Foi aí que Lívia cometeu o último erro. Riu. Um riso curto, ofensivo, de quem ainda acreditava que sangue e hábito ganhariam da letra impressa.

— Apoio? Eu? Numa festa da minha própria família? Quem é ela para me pôr abaixo?

Caio tomou a pasta da mão de Nina, abriu na página do mapa e arrancou com um movimento seco o cartão ANFITRIÃ do clipe superior. Depois enfiou os dedos no próprio bolso interno, tirou o cartão de reserva que a casa mantinha para correções de última hora e escreveu com a caneta da recepção, sem apoio, em pé mesmo. A caneta falhou no primeiro traço e deixou uma pequena falha azul; ele apertou de novo, rasgando a tinta no acrílico branco.

Então fez a coisa que ninguém conseguiu desfazer depois.

Caminhou até o suporte de prioridade preso na coluna da escada curta que subia para o salão principal — a escada por onde a linha dos anfitriões passava primeiro — e trocou, diante de todos, os dois cartões encaixados no trilho transparente. Tirou APOIO SOCIAL — LÍVIA BRANDÃO da posição de cabeceira. Colocou ali ANFITRIÃ — NINA AZEVEDO. Abaixo, no segundo encaixe, empurrou o cartão de Lívia até ele bater no fim do trilho com um estalo seco.

— Quem abre a recepção comigo é a Nina — disse, sem virar para a família, porque não precisava. — Primeira passagem dela. Segunda, minha mãe. Apoio aguarda chamada da coordenação.

A dor daquilo foi pública porque foi prática. O segurança levantou a fita do lado de Nina no mesmo segundo. A recepcionista moveu a pilha de pulseiras, puxando a creme para a mão dela e deixando a de apoio para depois. Rafa arrastou o pedestal de sinalização meio metro para a esquerda, refazendo a boca da fila. Os padrinhos se ajustaram automaticamente ao novo desenho. Ninguém perguntou mais nada a Lívia.
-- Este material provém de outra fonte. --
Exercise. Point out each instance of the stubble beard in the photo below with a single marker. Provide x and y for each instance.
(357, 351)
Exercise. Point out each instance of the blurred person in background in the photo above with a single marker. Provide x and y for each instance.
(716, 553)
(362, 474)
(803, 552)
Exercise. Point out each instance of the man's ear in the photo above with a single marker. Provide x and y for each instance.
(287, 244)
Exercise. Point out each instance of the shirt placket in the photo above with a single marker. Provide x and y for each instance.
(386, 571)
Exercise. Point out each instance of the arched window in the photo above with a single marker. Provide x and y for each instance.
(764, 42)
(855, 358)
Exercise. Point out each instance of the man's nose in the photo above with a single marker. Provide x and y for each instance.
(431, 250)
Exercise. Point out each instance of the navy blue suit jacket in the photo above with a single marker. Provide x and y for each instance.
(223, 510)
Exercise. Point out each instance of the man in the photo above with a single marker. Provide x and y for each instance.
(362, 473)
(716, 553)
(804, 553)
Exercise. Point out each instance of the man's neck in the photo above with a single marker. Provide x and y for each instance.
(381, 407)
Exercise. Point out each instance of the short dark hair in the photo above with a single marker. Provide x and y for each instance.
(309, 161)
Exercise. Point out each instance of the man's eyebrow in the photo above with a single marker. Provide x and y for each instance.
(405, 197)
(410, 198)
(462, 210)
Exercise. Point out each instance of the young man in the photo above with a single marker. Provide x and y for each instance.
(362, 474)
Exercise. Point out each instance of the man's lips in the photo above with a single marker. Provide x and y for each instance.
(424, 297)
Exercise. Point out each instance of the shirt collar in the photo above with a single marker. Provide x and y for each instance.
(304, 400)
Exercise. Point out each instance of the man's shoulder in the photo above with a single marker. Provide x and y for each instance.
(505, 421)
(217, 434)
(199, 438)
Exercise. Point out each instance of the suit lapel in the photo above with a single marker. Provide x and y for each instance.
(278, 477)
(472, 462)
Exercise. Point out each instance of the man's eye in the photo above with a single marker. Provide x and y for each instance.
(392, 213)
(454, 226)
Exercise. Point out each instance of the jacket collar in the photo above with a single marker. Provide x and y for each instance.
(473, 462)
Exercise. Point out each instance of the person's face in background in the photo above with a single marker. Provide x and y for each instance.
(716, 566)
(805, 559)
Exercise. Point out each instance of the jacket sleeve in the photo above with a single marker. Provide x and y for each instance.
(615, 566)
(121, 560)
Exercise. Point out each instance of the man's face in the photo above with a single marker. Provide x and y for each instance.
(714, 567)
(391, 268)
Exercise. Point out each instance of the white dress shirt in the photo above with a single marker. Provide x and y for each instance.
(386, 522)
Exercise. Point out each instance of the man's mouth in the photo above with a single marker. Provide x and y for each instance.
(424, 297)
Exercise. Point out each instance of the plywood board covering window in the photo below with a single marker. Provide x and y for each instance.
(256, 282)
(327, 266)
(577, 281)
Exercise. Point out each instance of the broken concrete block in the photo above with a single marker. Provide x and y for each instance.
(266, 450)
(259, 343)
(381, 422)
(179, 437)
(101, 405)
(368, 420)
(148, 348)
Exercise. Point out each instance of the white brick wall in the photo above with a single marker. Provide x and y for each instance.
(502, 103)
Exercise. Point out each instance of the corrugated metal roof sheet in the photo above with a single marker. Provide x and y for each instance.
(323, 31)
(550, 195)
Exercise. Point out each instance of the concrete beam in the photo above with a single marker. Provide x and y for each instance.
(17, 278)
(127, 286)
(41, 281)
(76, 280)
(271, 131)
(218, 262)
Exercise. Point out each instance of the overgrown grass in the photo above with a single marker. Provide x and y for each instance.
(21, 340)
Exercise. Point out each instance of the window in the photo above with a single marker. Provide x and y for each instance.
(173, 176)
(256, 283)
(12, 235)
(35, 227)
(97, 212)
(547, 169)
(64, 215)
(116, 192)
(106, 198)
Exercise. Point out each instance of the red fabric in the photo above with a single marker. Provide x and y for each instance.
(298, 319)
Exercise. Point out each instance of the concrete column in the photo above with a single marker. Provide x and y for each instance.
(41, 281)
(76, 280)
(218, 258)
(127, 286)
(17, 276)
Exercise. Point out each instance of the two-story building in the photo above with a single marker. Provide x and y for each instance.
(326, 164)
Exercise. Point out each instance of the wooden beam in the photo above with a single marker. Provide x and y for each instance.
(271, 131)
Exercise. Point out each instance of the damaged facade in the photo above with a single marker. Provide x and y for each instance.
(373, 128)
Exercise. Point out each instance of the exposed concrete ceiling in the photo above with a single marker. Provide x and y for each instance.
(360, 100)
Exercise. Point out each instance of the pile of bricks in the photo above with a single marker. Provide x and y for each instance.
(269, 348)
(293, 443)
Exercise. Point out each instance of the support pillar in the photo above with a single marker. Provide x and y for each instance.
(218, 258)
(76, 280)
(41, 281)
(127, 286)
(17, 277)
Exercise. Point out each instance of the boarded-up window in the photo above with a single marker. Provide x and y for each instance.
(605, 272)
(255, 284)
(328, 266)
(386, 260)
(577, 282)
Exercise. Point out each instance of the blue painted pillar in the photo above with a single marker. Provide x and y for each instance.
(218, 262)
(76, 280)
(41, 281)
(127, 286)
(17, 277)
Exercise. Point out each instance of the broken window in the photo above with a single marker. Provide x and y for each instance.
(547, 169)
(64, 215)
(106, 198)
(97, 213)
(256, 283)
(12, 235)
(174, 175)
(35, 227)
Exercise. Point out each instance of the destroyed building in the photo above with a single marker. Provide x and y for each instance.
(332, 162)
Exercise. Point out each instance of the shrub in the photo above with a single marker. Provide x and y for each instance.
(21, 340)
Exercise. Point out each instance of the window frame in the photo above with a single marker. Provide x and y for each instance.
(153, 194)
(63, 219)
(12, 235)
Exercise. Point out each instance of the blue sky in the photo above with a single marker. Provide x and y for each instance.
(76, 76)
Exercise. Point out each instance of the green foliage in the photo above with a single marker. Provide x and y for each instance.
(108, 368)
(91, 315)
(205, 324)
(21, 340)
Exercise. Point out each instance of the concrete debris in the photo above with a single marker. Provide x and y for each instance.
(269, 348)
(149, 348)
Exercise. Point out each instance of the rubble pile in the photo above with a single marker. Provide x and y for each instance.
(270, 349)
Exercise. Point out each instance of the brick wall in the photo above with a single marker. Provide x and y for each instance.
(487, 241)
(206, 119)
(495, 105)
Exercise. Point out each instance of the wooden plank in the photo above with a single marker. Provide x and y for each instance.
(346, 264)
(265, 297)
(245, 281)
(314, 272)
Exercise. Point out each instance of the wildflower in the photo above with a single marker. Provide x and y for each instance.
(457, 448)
Já não havia onde ela mandasse.

— Caio, isso é ridículo — ela disse, mas a voz saiu menor do que o salto alto caro e a bolsa de marca prometiam. — Na frente de todo mundo?
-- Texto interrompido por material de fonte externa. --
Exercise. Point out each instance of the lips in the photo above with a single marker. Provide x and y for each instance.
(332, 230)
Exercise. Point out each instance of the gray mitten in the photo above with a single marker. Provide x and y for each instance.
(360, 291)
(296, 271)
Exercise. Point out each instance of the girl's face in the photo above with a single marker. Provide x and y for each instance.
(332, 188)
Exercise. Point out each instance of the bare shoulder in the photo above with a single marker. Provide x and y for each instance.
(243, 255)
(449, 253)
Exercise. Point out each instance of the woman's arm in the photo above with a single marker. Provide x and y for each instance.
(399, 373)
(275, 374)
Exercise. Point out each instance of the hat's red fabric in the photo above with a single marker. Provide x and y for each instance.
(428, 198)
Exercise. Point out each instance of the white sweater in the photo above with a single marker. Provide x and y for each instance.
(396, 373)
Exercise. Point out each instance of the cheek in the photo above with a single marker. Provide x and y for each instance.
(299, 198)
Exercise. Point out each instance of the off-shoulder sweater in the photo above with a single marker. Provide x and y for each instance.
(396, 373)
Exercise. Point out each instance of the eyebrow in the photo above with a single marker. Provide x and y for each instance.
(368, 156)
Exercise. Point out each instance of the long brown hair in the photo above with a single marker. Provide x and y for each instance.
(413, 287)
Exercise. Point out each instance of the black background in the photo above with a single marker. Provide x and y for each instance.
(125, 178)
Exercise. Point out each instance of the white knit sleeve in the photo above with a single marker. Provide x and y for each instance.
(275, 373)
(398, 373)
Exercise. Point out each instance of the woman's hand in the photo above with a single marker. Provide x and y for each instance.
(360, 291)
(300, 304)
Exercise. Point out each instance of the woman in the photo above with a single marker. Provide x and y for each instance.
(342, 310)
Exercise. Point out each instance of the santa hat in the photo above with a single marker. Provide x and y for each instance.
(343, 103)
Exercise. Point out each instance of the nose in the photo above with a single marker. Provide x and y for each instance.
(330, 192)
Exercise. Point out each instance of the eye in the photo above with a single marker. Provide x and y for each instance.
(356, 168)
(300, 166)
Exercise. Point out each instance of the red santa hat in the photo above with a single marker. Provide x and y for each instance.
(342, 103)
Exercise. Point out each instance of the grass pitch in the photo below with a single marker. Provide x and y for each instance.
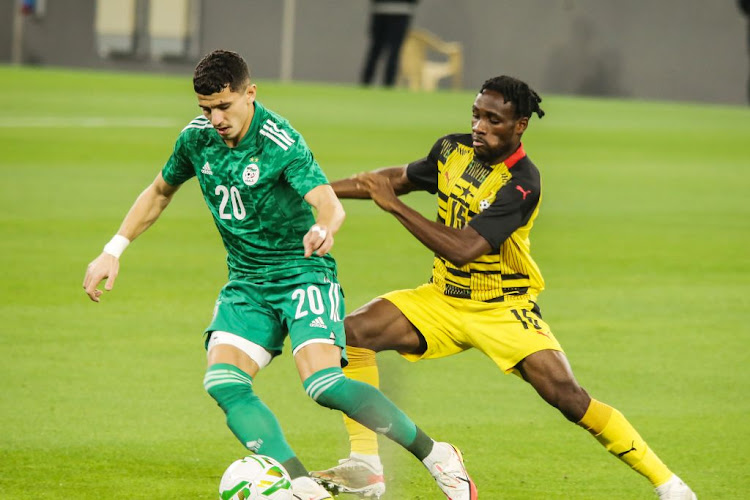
(642, 239)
Ele nem respondeu a ela. Olhou para Nina, não com doçura, o que teria estragado tudo, mas com uma precisão que doeu mais.

— Sua pulseira.

Nina pegou a pulseira creme da mão da recepcionista, prendeu no próprio punho e, antes de subir, tirou do suporte a prancheta da acolhida, onde ainda havia uma folha de distribuição de lugares. No topo, os dois primeiros nomes do corredor de recepção estavam impressos em ordem errada pela intervenção de última hora de Lívia. Nina riscou uma linha única sobre o nome dela embaixo, puxou a folha para o clipe e escreveu acima, no primeiro espaço: NINA AZEVEDO. Embaixo: LÍVIA BRANDÃO. Virou a prancheta para a recepcionista.

— Chamada nessa ordem.

A menina assentiu e repetiu em voz clara, como se estivesse apenas trabalhando:

— Recepção principal, senhora Nina Azevedo.

Lívia ficou onde a fita, agora abaixada do lado errado, não lhe dava passagem nenhuma. O dano era visível em tudo: no cartão empurrado para a segunda ranhura, na folha corrigida à caneta, no jeito como Dona Celeste, sem tocar nela, passou adiante quando o corredor abriu.
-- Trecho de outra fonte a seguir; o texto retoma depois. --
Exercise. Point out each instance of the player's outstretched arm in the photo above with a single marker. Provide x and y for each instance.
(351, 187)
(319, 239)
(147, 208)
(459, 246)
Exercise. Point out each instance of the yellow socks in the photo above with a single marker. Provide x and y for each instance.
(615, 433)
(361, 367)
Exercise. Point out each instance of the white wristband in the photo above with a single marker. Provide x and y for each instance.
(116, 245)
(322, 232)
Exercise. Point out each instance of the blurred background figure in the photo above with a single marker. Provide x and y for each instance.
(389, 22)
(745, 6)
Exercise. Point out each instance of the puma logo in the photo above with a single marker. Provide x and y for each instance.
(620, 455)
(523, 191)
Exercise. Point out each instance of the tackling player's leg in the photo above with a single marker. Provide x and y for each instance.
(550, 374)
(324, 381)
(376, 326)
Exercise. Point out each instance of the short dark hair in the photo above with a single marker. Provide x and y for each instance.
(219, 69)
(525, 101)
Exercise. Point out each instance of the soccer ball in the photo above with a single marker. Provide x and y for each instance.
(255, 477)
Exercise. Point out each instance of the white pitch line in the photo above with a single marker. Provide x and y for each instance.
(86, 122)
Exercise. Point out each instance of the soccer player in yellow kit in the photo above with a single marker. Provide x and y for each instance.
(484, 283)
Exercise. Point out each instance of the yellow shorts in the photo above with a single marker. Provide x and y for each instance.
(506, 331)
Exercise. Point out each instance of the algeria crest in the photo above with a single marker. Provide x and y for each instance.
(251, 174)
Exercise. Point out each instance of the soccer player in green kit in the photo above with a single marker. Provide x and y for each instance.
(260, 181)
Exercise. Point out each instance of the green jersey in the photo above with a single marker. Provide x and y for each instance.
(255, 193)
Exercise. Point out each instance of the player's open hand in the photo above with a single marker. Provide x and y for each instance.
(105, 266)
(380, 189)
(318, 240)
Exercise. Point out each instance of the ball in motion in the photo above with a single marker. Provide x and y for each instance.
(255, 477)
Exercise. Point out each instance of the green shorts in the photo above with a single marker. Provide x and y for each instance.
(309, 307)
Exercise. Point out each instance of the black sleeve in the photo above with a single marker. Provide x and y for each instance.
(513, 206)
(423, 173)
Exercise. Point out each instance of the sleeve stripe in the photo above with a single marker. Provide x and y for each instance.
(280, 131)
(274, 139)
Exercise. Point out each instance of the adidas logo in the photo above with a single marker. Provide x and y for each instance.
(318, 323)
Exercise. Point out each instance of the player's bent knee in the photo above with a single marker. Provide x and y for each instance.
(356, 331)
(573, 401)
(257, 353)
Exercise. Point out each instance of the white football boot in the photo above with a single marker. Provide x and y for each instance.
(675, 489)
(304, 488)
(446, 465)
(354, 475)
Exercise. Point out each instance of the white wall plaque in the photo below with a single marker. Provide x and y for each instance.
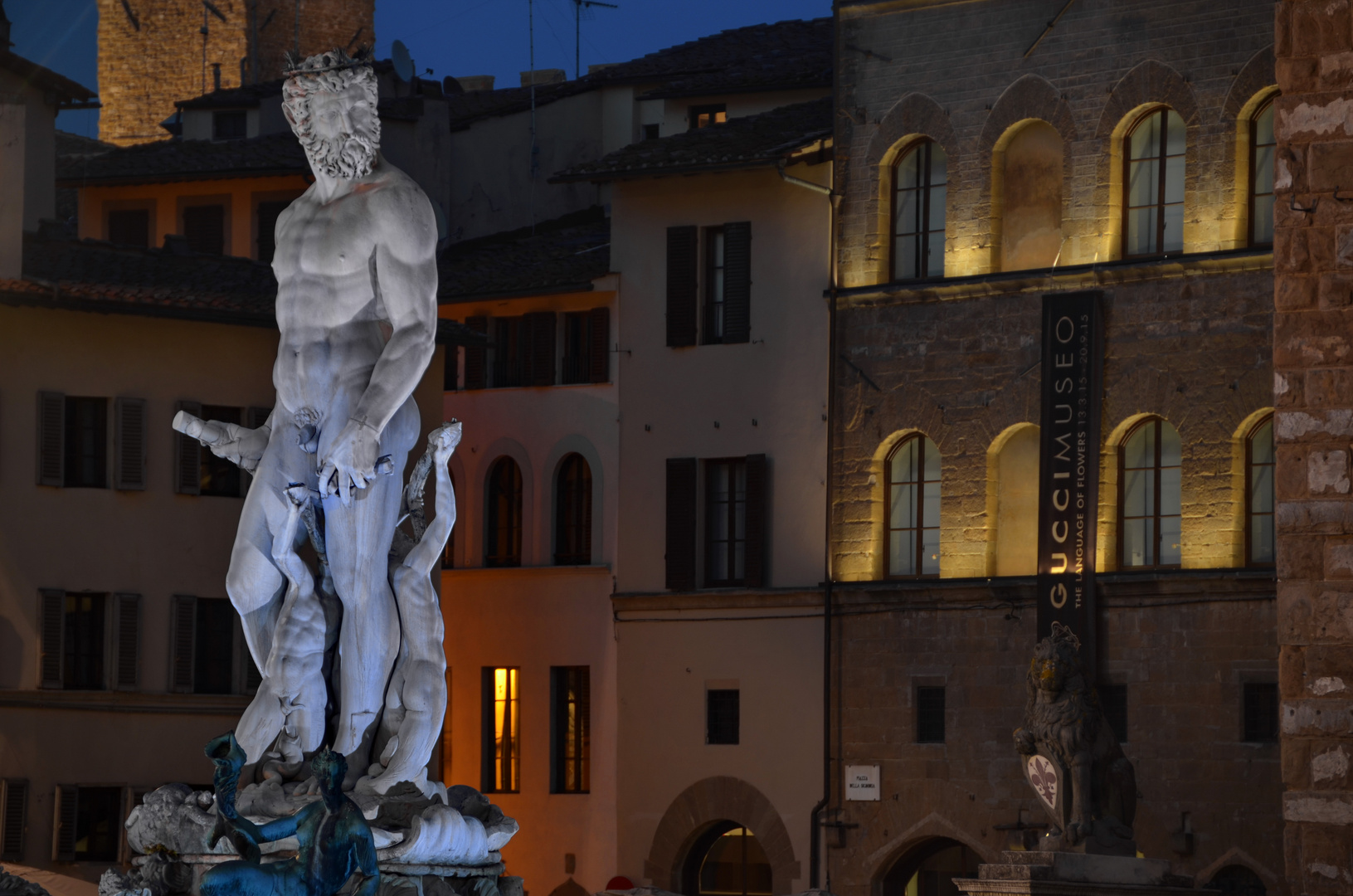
(862, 782)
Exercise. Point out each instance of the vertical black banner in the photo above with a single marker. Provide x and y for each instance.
(1068, 474)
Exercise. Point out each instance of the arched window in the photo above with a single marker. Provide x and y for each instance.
(1258, 494)
(920, 180)
(913, 508)
(502, 529)
(1263, 145)
(572, 512)
(1149, 495)
(1153, 201)
(728, 861)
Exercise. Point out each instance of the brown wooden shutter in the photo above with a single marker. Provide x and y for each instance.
(64, 823)
(14, 818)
(682, 293)
(51, 606)
(681, 524)
(737, 282)
(187, 475)
(754, 567)
(51, 439)
(476, 360)
(540, 334)
(129, 465)
(598, 323)
(128, 670)
(182, 642)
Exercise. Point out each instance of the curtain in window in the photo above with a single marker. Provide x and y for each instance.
(913, 480)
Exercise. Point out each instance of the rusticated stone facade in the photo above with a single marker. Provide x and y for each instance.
(153, 51)
(1187, 338)
(1312, 348)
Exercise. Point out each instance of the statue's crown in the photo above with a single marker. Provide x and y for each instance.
(332, 61)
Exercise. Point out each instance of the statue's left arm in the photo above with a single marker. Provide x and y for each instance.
(406, 278)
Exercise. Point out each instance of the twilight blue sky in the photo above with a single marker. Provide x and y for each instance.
(450, 37)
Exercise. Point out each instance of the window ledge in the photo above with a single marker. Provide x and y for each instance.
(126, 701)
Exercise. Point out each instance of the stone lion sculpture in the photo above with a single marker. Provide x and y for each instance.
(1072, 757)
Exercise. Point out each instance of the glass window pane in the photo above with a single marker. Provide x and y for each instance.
(1261, 539)
(907, 212)
(1264, 218)
(939, 165)
(1175, 137)
(902, 553)
(1141, 231)
(1170, 492)
(1134, 543)
(1169, 542)
(1169, 446)
(930, 553)
(1263, 169)
(1146, 139)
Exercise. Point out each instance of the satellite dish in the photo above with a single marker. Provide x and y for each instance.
(403, 64)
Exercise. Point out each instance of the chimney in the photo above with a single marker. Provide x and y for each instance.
(475, 83)
(543, 76)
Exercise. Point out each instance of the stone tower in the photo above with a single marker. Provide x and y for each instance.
(156, 51)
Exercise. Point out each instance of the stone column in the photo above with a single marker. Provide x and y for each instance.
(1312, 392)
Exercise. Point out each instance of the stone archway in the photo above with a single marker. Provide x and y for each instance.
(703, 806)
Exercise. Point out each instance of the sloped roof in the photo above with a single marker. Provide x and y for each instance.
(740, 143)
(98, 276)
(45, 79)
(778, 56)
(171, 158)
(564, 255)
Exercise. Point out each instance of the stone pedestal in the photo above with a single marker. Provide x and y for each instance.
(1074, 874)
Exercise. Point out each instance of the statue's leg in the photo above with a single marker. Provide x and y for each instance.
(253, 581)
(358, 542)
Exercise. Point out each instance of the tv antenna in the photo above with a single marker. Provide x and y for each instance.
(581, 8)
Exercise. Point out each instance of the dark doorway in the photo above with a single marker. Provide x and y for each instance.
(727, 859)
(930, 869)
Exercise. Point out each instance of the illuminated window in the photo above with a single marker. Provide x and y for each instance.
(572, 728)
(920, 186)
(1263, 145)
(1153, 202)
(1258, 494)
(1149, 495)
(501, 731)
(707, 115)
(913, 508)
(502, 533)
(732, 864)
Nina subiu o primeiro degrau da escada curta. O blazer bege, simples demais para aquele salão e ainda assim certo, recebeu no peito o cartão rígido de ANFITRIÃ que Caio encaixou no prendedor metálico. Ela mesma acertou a ponta torta, segurou a prancheta já corrigida contra o quadril e tomou seu lugar acima da linha de credenciamento. Abaixo, a fila enfim corria na ordem nova; acima, na pequena escada de precedência, o tecido do blazer ficou imóvel.